Social media’s role in Olympics grows with surge in users
-The Economictimes
At the Olympic Games in London, set to begin this month, the official motto of "swifter, higher, stronger" will be supplemented by a new label. If some marketers, fans and athletes have anything to say, these Games will be the first Social Media Olympics - the "Socialympics," as some are calling them. Even the Olympic movement, which sometimes steps into the future with great caution, has warily accepted the idea.
As befits an event surrounded by superlative athletic, logistical and marketing feats, there is a bit of exaggeration in this description. The biggest social media platforms have been around for several previous Olympics, including the Beijing Summer Games of 2008 and the Vancouver Winter Games of 2010. Twitter was founded in 2006, YouTube in 2005 and Facebook in 2004. More broadly defined, social media goes back even further: blogging dates at least to the 1990s.
But every Olympics needs a story line, preferably a "first." Thus, the Athens Games of 2004 took the Olympic movement back to its ancient home. The Beijing Games carried the torch to a large, previously untapped market. In Britain, a midsize country that has been host to the Games before and where people's enthusiasm for the event appears to be lukewarm, there is a new narrative."Just as every new election is now called a social media election, every Olympics is now a social media Olympics," said Stanislas Magniant, a social media expert at the Paris offices of MSLGroup, a public relations agency. "But this is going to be vastly bigger in scale and magnitude."
There are several reasons for this. First, Summer Olympics are much more widely followed than their winter counterparts, so the Vancouver Games did not register in the same way in the social media stakes.And uncertainty about Chinese censorship of the Internet may have curbed social media activity before and during the Beijing Games. In the four years since the Beijing Games, use of social media platforms has surged. Facebook has gone from about 100 million active users to about 900 million, Twitter from 6 million to about 150 million.

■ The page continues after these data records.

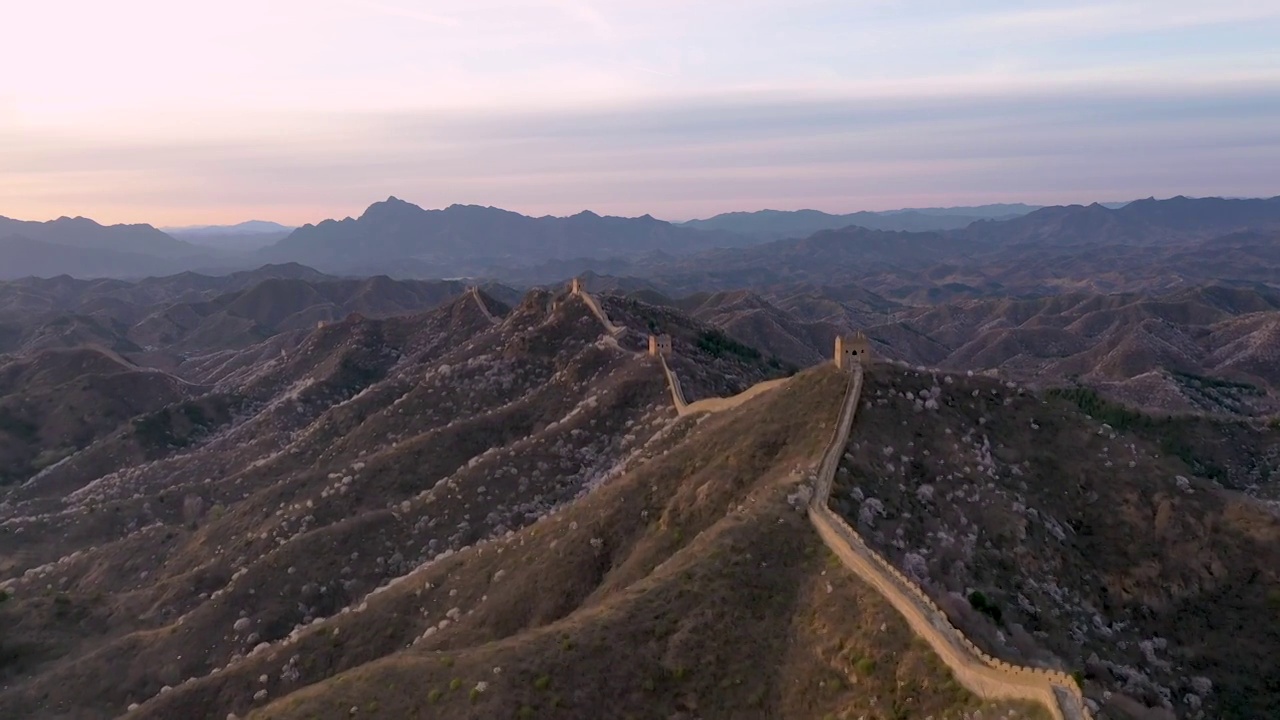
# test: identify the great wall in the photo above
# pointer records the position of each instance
(982, 674)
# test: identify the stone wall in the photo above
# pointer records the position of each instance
(984, 675)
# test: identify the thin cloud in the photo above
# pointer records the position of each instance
(406, 13)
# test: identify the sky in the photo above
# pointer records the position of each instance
(296, 110)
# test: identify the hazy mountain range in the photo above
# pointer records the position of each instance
(464, 507)
(403, 240)
(777, 224)
(242, 237)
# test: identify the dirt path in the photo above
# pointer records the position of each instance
(984, 675)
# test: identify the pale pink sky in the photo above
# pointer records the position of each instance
(183, 113)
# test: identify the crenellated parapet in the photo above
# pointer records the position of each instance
(984, 675)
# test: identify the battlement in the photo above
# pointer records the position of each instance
(851, 350)
(659, 345)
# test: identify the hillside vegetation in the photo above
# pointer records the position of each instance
(1056, 540)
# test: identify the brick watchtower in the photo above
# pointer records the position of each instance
(853, 349)
(659, 345)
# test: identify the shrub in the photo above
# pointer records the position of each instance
(984, 605)
(717, 345)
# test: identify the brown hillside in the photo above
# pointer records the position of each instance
(1091, 550)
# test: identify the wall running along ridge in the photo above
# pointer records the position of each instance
(595, 310)
(475, 295)
(984, 675)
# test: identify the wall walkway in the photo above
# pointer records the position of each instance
(484, 308)
(599, 313)
(984, 675)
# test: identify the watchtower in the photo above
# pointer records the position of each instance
(853, 349)
(659, 345)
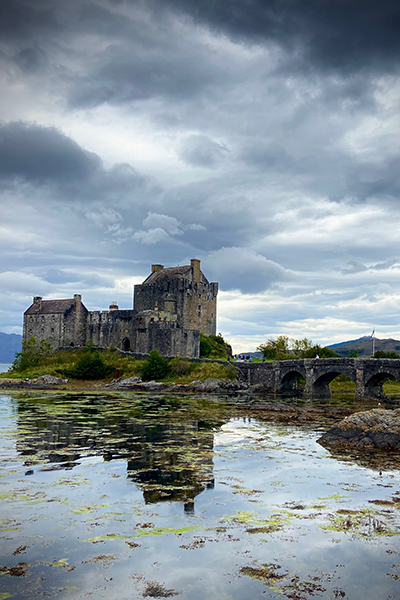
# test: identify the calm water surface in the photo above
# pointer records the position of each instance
(133, 496)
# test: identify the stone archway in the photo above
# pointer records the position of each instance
(374, 385)
(290, 383)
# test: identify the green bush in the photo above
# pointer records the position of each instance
(285, 348)
(155, 367)
(214, 346)
(90, 365)
(382, 354)
(181, 367)
(32, 353)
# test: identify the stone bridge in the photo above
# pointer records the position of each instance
(282, 377)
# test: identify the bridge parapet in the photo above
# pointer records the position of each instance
(368, 374)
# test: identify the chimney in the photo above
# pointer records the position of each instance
(155, 268)
(38, 300)
(195, 263)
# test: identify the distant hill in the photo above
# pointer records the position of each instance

Many more people now have smartphones, so they can react immediately to something they have seen in a stadium, arena, court, pool, ring or velodrome. Clearly the London Games will be tweeted, tagged, liked, blogged, mashed and rehashed like no previous Olympics. All of this has created opportunities for the Olympic organizers, sponsors, participants and spectators. At the Beijing Games, the Olympics organizers did not have a coordinated social media presence. This time around, there is an Olympic Athletes' Hub online that helps fans find and follow competitors' Twitter feeds and Facebook pages. The International Olympic Committee also has its own Twitter account and Facebook page.
"We are at a dawn of a new age of sharing and connecting, and London 2012 will ignite the first conversational Olympic Games, thanks to social media platforms and technology," Alex Huot, the IOC's head of social media, said in an email. Athletes have taken to Twitter and Facebook with considerable enthusiasm. Rare is the Olympic competitor who does not have a Twitter account that is monitored and updated often, either by the athlete or via an agent.Olympic sponsors are perhaps even more active. Take Procter & Gamble, the giant producer of a range of consumer products. P&G has unleashed a far-ranging social media initiative, as part of a broader marketing campaign called "Thank You, Mom," which highlights the behind-the-scenes roles that mothers play in the lives of Olympic athletes - and in the lives of lesser mortals.
Although the campaign began with a television advertisement, it quickly developed into a social media phenomenon. The video of the ad has been watched 25 million times on YouTube and other online video sites, the company says; separate "momumentaries," featuring individual Olympic mothers' stories, have been viewed 7 million times. A Facebook application lets people upload content and send thank-yous to their own mothers."For a brand that has spent shedloads of money to sponsor the Olympics, how they activate that is a critical question," said Anthony Burgess-Webb, a founder of Sociagility, an agency in London that analyzes the social media activities of brands.
The company has created a London 2012 Social Scoreboard that shows how the Olympic sponsors stack up based on a variety of marketing criteria, and P&G has been consistently on top. "Clearly any marketer would be dumb to miss the social media piece," Burgess-Webb said.All this sharing and connecting has also created some new challenges. There is grumbling, for instance, about the restrictions that the organizers of the Games have imposed on the media format.